James Burton, a former Kentuckian, is living literally in exile in the Netherlands. Burton, a Vietnam War vet and master electrical technician, suffers from a rare form of hereditary glaucoma. All males on his mother’s side of his family had the disease. Several of them are blind.

Burton found that marijuana could hold back, and perhaps halt, the glaucoma. So he began growing marijuana for his own use and smoking it.

Kentucky State Police raided his 90-acre farm and found 138 marijuana plants and two pounds of raw marijuana. At his 1988 trial, North Carolina ophthalmologist Dr. John Merrit — at that time the only physician in America allowed by the government to test marijuana in the treatment of glaucoma — testified that marijuana was “the only medication” that could keep Burton from going blind.

Nevertheless, Burton was found guilty of simple possession for personal use and was sentenced to one year in a federal maximum security prison, with no parole.
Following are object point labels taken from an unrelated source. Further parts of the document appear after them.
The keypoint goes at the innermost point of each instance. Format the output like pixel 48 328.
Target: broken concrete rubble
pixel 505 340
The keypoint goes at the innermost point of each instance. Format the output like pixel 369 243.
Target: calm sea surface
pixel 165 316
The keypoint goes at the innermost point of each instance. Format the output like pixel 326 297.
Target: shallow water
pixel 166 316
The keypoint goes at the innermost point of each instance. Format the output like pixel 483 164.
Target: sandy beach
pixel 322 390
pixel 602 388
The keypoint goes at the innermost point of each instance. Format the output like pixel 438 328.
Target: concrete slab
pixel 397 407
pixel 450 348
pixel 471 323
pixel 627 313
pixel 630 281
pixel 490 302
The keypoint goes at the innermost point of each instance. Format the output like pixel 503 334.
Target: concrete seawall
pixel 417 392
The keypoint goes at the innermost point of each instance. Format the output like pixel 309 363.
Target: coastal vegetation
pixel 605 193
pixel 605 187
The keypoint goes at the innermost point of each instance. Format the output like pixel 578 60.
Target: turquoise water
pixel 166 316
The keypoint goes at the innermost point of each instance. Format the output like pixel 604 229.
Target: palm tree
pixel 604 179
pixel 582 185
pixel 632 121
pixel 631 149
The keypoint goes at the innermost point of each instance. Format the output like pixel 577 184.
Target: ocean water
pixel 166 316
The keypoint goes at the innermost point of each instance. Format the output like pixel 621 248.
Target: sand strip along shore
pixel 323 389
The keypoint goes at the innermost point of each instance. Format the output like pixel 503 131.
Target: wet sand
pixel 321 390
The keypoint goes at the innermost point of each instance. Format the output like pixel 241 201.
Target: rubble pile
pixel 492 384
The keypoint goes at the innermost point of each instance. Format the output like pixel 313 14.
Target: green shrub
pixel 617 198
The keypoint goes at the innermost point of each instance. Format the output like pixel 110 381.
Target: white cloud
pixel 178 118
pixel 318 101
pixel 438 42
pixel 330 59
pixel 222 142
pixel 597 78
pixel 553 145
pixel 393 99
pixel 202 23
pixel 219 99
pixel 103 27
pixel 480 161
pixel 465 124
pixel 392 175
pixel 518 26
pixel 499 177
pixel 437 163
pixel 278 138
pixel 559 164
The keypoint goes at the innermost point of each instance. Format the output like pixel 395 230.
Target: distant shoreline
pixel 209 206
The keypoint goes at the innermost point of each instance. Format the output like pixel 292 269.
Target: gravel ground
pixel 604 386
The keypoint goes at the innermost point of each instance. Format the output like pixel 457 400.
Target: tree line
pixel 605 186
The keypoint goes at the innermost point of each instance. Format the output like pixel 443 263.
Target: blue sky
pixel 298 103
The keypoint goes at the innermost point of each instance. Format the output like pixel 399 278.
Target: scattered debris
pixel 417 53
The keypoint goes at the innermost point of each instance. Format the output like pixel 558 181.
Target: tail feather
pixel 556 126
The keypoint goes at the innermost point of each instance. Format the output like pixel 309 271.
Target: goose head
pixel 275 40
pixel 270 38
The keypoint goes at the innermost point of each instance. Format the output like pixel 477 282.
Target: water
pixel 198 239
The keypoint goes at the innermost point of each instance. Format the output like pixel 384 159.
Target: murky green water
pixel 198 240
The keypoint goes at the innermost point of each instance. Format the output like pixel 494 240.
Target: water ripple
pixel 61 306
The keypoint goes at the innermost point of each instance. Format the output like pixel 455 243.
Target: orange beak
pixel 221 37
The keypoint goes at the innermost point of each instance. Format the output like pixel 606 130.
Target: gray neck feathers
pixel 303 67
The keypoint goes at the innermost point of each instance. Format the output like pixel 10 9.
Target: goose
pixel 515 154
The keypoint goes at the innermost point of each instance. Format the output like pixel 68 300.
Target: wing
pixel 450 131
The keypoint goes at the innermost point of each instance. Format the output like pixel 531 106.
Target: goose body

The government also seized his house and his farm, valued at around $70,000. Under forfeiture laws, there was no defense he could raise against the seizure of his farm. No witnesses on behalf of the defense, not even a statement from the Burtons, were allowed at the hearing.

After release, Burton and his wife moved to the Netherlands, where he could legally purchase marijuana to stave off his blindness. Instead of a sprawling farm, they now live in a tiny apartment.

They say they would love to return to America — but not at the cost of Burton going blind.

See how that puts a human face on the medical marijuana issue?

There are equally moving, equally appalling stories about taxation, utility monopolies, First Amendment issues, gun rights, licensing laws, war… virtually any issue. Anywhere the government has committed aggression against individuals, there is a story to be told.

A great place to find such stories is the website of the Institute for Justice (IJ), a libertarian legal defense organization. IJ has done a wonderful job of collecting stories of heroic individuals fighting to defend their lives and property against oppressive government.

Whenever you come across heart-rending, powerful stories of victims of government, or people overcoming oppression, collect them for future use.

Most people decide what they believe not just on bare facts but also on feelings and emotions. Give them stories to hang your facts on, memorable stories that make your facts come alive, and you will be far more effective in your political persuasion.